Job Description
We are looking for an experienced distributed deep learning engineer to drive cutting-edge decentralized artificial intelligence and machine learning projects. The ideal candidate will play a key role in developing innovative solutions that leverage advanced distributed computing techniques to solve complex problems in AI and ML.
Key Responsibilities
- Design and implement large-scale model training using distributed deep learning frameworks such as PyTorch, TensorFlow, Ray, etc.
- Manage and optimize model training and inference processes to ensure high performance and efficiency.
- Containerize deep learning applications using Docker and orchestrate them using Kubernetes and Kubeflow.
- Deploy and manage deep learning workloads on major cloud platforms including AWS, Google Cloud, and Azure.
- Apply model compression and inference acceleration techniques to optimize performance.
- Implement stream batch data inference techniques for real-time processing.
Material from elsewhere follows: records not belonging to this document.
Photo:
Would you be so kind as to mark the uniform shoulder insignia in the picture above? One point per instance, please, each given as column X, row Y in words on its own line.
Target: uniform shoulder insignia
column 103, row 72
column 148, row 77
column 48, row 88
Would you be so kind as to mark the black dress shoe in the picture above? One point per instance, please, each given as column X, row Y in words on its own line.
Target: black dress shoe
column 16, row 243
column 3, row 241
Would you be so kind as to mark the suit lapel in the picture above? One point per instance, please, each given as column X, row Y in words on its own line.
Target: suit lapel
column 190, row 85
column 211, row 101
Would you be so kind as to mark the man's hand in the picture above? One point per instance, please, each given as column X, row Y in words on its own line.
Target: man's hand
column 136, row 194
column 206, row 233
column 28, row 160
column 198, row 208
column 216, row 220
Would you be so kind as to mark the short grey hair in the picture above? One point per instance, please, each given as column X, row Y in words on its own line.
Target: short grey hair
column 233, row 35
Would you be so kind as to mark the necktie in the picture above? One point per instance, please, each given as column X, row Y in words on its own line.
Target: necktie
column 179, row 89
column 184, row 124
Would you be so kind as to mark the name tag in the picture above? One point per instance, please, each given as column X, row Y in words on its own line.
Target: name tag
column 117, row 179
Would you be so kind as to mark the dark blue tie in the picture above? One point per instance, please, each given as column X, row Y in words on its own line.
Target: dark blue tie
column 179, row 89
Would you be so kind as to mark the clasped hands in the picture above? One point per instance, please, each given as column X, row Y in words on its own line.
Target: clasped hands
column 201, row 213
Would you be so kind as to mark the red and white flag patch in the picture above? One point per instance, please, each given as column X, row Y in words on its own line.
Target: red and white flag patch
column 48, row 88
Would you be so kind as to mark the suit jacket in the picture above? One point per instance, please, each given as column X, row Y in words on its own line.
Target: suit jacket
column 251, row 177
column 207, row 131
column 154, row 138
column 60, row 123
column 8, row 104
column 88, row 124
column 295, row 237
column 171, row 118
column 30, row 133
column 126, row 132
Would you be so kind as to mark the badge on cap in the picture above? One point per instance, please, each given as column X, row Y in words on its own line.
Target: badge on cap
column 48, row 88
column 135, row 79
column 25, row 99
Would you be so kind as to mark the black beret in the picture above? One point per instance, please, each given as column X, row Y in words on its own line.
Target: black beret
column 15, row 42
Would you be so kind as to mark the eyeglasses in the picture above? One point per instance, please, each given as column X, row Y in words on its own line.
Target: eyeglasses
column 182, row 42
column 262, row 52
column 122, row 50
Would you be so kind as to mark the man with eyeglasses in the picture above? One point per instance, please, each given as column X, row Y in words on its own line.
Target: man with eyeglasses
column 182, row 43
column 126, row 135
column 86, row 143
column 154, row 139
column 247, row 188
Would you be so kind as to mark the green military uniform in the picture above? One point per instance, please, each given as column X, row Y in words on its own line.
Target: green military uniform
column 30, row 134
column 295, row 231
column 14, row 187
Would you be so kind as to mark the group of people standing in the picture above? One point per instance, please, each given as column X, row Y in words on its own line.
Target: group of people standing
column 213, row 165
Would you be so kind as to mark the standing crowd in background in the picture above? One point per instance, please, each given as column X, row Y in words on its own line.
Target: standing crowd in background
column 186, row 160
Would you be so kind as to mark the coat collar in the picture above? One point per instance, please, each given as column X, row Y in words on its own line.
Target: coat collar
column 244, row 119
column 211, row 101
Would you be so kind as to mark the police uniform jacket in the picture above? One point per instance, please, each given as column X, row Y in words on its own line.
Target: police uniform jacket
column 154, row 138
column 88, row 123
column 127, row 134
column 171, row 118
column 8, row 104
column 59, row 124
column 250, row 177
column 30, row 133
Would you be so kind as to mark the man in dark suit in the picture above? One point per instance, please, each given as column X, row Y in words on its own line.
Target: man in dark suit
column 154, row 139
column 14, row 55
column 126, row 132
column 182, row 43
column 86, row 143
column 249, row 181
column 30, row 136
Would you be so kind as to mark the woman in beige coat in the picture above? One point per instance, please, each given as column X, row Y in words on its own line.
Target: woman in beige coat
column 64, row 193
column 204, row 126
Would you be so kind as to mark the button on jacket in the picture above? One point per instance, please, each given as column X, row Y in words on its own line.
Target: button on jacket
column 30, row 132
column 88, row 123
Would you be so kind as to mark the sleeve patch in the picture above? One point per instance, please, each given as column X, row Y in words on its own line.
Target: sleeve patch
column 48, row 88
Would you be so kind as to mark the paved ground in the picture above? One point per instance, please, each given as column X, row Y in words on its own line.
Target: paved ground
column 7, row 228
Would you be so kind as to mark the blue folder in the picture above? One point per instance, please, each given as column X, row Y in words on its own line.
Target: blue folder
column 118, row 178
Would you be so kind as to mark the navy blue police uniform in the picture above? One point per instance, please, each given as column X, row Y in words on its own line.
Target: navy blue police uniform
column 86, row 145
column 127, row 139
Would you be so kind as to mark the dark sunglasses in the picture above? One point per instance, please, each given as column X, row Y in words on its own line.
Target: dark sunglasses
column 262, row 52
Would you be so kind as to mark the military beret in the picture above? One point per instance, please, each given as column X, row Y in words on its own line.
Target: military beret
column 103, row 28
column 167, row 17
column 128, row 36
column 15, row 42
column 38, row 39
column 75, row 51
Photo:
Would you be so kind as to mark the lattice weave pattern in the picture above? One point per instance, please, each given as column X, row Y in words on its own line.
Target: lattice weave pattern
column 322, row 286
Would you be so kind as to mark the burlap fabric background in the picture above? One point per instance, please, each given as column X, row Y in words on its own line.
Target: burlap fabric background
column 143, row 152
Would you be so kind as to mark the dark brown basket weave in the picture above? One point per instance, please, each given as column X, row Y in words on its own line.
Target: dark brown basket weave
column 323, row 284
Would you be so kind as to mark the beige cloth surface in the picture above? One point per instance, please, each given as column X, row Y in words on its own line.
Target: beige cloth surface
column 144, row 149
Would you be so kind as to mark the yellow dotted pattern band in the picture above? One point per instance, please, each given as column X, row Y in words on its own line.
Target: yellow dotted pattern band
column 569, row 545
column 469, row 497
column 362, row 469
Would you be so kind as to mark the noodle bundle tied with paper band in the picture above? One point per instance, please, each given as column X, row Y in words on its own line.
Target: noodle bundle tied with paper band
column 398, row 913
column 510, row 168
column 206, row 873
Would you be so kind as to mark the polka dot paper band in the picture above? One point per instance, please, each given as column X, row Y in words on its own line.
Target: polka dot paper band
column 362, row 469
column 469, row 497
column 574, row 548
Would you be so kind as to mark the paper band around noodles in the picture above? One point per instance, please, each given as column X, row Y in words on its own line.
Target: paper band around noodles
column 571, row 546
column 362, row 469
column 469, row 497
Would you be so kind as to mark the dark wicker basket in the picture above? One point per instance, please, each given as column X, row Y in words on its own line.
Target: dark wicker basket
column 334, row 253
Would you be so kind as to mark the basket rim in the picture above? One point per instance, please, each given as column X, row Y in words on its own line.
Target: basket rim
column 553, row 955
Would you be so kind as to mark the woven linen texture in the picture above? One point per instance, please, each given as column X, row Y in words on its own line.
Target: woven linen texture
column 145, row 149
- Collaborate with cross-functional teams to develop and execute technical strategies for distributed computing and deep learning solutions.
Job Requirements
- Extensive experience in deep learning frameworks (PyTorch, TensorFlow, etc.) and model training/optimization.
- Strong expertise in containerization (Docker) and orchestration techniques (Kubernetes, Kubeflow).
- Proven experience with cloud computing platforms (AWS, Google Cloud, Azure).
- Preferred experience in CUDA programming and multi-GPU communication optimization.
- Knowledge of stream batch data processing techniques.
- Ability to work collaboratively in a team environment and contribute to technical strategy development.
- Strong problem-solving skills and ability to work on cutting-edge AI/ML projects.
Preferred Qualifications
- Experience with Ray or other distributed computing frameworks.
- Background in decentralized AI/ML systems.
- Publications or contributions to open-source projects in relevant fields.